Pour son premier long métrage, Tate Taylor réussit une bien belle performance. Son film « La couleur des sentiments » au titre original The Help, nous dresse l’affreux tableau d’une précédente époque.

Plus précisément, cette époque se situe au début des années 60, dans le sud du pays de l’oncle Sam où la discrimination raciale était d’usage et chose normale. Une époque durant laquelle l’égalité raciale était utopique, trop osée et inimaginable. Tirée du roman de Kathryn Stockett, l’histoire mêle à la fois bourgeoisie féminine blanche et femmes afro-américaines. Ces dernières sont obligées, souffre-douleurs de leur maîtresses, de travailler six jours par semaine et de ne point utiliser les sanitaires de la maison.  Dans le cas où l’une de ces femmes s’aventurait à jouer la rebelle, le temps d’un simple geste, elle se retrouvait illico presto renvoyée voire même sauvagement embarquée par les forces de l’ordre.

Le film a pour intrigue, une jeune petite sudiste du nom de Skeeter (Emma Stone), qui encore toute fraîche et jeune dans son costume de journaliste, décide de jouer les justicières et de donner la parole à ces femmes marginalisées.  Elle ne perd pas une minute et se met aussitôt au boulot, pour collecter le maximum de petites histoires.

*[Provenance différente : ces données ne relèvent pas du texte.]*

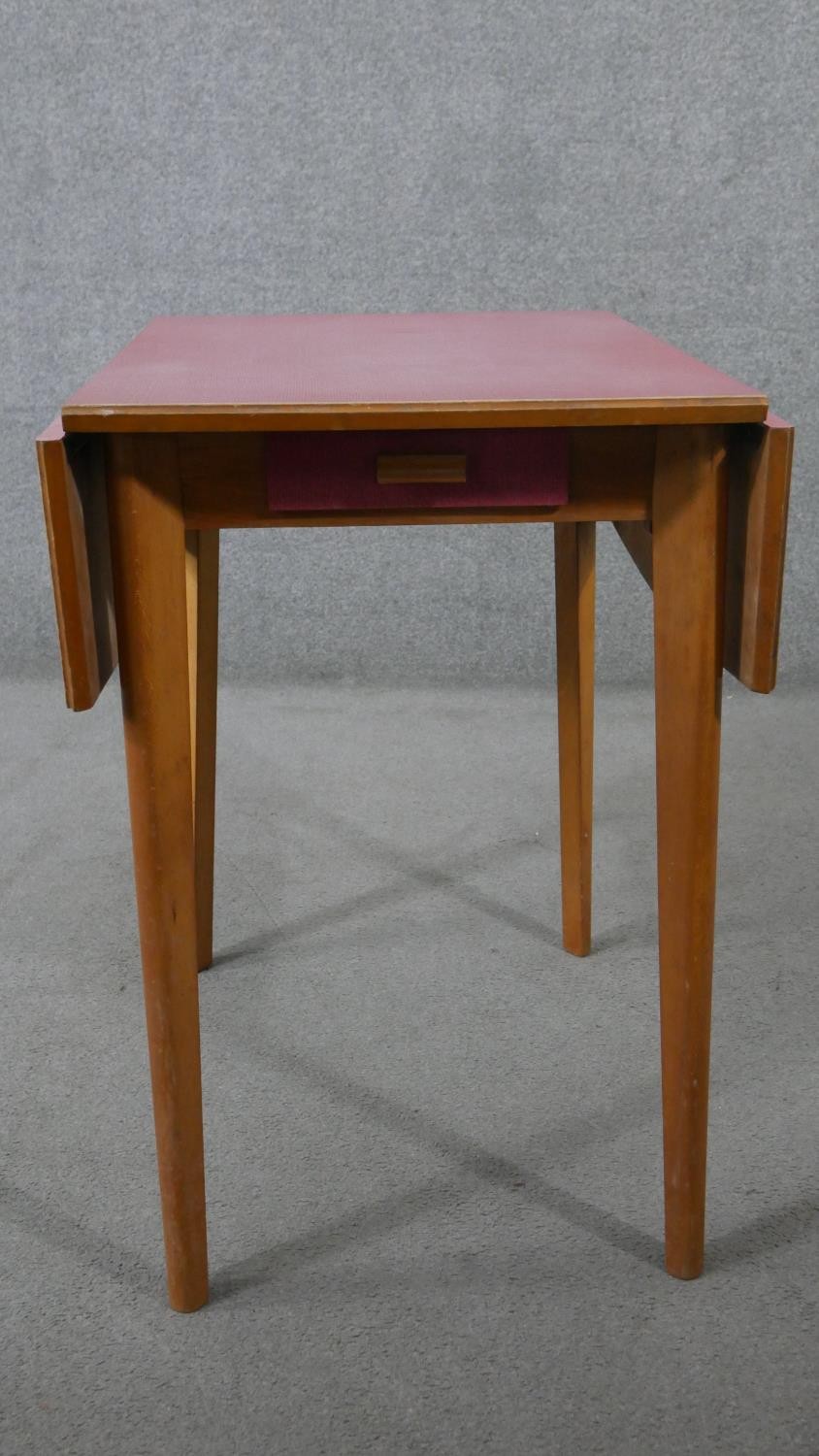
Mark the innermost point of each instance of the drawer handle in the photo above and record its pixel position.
(420, 469)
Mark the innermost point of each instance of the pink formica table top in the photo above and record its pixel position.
(377, 370)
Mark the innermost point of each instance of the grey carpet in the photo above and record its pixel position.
(432, 1138)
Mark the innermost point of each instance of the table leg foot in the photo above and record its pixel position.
(148, 558)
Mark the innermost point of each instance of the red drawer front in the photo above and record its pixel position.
(338, 471)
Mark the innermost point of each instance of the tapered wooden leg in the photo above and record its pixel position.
(147, 538)
(574, 617)
(688, 577)
(203, 571)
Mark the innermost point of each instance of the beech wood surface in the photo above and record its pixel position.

Sans pour autant pondre un quelque chose d’exceptionnel et de sensationnel, Tate Taylor réussit avec brio à atteindre nos cœurs. Devant la perdition d’une mère célibataire ou encore la peur d’autres femmes, il n y’a pas de quoi rester de marbre. Si la romancière qui est à l’origine de cette histoire a su donner des mots aux cris des femmes d’une autre époque, ici le réalisateur a su redessiner ces sourires et cet humour présents tout au long du film, malgré les supplices que ces femmes ont pu endurer. Magistralement joués par Viola Davis ou encore Octavio Spencer, les rôles de ces femmes afro-américaines, sont quant à eux représentatifs au moindre détail de ce magnifique trait de caractère : Celui de toujours garder le sourire en dépit des pires atrocités.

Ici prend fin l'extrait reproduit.